J Huggett1 , A Ferrero2 , L Yu2 , C Favazza2*, (1) Gloucestershire Hospitals, Worcester,UK (2) Mayo Clinic, Rochester, MN

Presentations

(Monday, 7/15/2019) 3:45 PM - 4:15 PM

Room: Exhibit Hall | Forum 9

Purpose: Reducing image slice thickness and increment in clinical CT protocols—without changing technique – will yield lower ACR contrast-to-noise-ratio (CNR) measurements, despite generally being preferred by the radiologist. Here, the aim is to determine if phantom and testing methodology changes could better account for clinically relevant partial volume effects and result in CNR measurements that better agree with radiologists’ preferences.

Methods: An anthropomorphic phantom with a 3D-printed insert containing an array of low contrast objects was scanned using acquisition parameters from our routine abdomen protocol, similar to the ACR testing procedure. The objects consisted of groups of 3,6, and 9mm diameter cylinders and spheres at 6 contrast levels, ranging from -2.4 and -51.2HU. Images of different slice thicknesses –1,3,5,7 and 10mm— were acquired and reconstructed at 0.5mm increments. CNR was measured for every slice thickness-object combination. CNR was measured with images centered to the objects and at different positions relative to the object’s center to simulate the arbitrary slice positions possible at different slice increments.

Results: CNR from cylindrical objects monotonically increased with increasing slice thickness, similar to ACR measurements. CNR from spherical objects varied with image thickness and position. For example, 6 and 9mm diameter spheres (-5.3HU) yielded 6% and 17% higher CNR for 5 mm thick images when centered on the object, compared to 3mm images. However for the “worst-case“ scenario of an offset from the object’s center by half the reconstruction increment, data showed that 3mm thick/increment images yielded 29% and 10% higher CNR than 5mm thick/increment images—in agreement with radiologist preference.

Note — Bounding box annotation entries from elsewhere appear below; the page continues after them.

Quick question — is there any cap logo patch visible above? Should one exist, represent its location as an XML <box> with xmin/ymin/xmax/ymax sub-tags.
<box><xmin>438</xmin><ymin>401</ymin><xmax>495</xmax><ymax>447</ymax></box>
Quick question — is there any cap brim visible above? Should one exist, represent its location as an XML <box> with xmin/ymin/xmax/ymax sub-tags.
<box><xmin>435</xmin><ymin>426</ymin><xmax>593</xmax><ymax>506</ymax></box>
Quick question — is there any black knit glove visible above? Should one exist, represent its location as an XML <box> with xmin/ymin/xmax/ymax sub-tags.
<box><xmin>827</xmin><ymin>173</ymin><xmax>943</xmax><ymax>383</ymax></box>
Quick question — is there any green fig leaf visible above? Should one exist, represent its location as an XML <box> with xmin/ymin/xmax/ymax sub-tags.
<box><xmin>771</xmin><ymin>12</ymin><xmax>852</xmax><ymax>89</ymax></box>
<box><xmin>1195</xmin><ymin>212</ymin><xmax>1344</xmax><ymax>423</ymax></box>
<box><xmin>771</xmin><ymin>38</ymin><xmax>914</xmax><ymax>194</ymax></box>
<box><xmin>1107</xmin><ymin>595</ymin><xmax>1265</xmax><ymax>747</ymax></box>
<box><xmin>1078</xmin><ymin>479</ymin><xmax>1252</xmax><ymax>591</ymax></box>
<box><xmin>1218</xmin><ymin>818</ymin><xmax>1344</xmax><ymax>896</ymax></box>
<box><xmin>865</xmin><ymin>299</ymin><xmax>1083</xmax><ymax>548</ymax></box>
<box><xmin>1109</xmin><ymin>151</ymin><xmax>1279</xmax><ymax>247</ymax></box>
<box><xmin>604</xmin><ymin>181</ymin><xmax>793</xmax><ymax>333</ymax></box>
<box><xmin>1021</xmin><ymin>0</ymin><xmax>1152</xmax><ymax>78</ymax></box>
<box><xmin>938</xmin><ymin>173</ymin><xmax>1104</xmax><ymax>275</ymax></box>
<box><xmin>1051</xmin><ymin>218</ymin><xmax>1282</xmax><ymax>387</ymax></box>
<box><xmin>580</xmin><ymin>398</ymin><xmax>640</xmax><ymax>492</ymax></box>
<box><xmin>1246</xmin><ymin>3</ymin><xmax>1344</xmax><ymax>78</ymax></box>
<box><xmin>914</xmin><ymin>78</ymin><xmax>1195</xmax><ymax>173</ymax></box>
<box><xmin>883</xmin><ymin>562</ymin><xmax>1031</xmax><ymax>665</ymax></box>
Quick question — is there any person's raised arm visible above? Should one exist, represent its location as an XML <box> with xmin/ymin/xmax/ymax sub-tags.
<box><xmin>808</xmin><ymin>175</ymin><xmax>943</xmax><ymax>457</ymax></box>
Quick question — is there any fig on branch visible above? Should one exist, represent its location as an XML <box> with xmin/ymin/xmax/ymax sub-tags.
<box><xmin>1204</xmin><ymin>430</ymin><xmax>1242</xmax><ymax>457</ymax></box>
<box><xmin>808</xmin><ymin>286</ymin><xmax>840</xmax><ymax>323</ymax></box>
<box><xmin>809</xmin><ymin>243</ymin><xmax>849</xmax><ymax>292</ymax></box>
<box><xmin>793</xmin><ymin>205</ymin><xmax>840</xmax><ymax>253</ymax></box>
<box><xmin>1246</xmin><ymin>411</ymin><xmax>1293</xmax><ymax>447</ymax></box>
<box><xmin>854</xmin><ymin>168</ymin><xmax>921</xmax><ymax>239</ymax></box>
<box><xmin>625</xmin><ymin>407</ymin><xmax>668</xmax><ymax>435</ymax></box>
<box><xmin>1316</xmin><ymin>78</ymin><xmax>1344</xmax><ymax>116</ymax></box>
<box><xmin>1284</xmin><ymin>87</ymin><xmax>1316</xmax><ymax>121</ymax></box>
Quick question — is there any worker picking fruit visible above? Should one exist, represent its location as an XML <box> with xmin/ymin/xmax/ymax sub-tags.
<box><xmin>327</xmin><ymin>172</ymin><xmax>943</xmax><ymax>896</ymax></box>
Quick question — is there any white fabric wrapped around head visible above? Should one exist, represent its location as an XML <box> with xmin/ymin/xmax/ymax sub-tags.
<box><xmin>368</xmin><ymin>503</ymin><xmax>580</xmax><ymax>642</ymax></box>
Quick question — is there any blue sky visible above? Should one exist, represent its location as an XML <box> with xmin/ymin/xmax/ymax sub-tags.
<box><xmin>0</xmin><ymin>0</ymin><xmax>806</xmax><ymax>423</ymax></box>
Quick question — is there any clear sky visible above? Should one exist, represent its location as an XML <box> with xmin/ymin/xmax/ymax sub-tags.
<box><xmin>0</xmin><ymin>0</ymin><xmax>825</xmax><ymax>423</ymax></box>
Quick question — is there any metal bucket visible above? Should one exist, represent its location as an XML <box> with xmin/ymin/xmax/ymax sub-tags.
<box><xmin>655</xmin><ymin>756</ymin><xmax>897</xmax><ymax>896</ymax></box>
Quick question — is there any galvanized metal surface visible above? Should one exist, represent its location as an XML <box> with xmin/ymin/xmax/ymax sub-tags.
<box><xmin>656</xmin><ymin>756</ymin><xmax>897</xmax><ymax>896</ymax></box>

Conclusion: Accounting for slice thickness and position variation using different target objects and/or measurement strategy could better reflect low contrast object detection tasks than ACR measurements. Further, these results are germane to strategies accounting for iterative reconstruction-based noise reduction—another limitation of the ACR CNR metric.

Keywords

CT, Quality Assurance

Taxonomy

Not Applicable / None Entered.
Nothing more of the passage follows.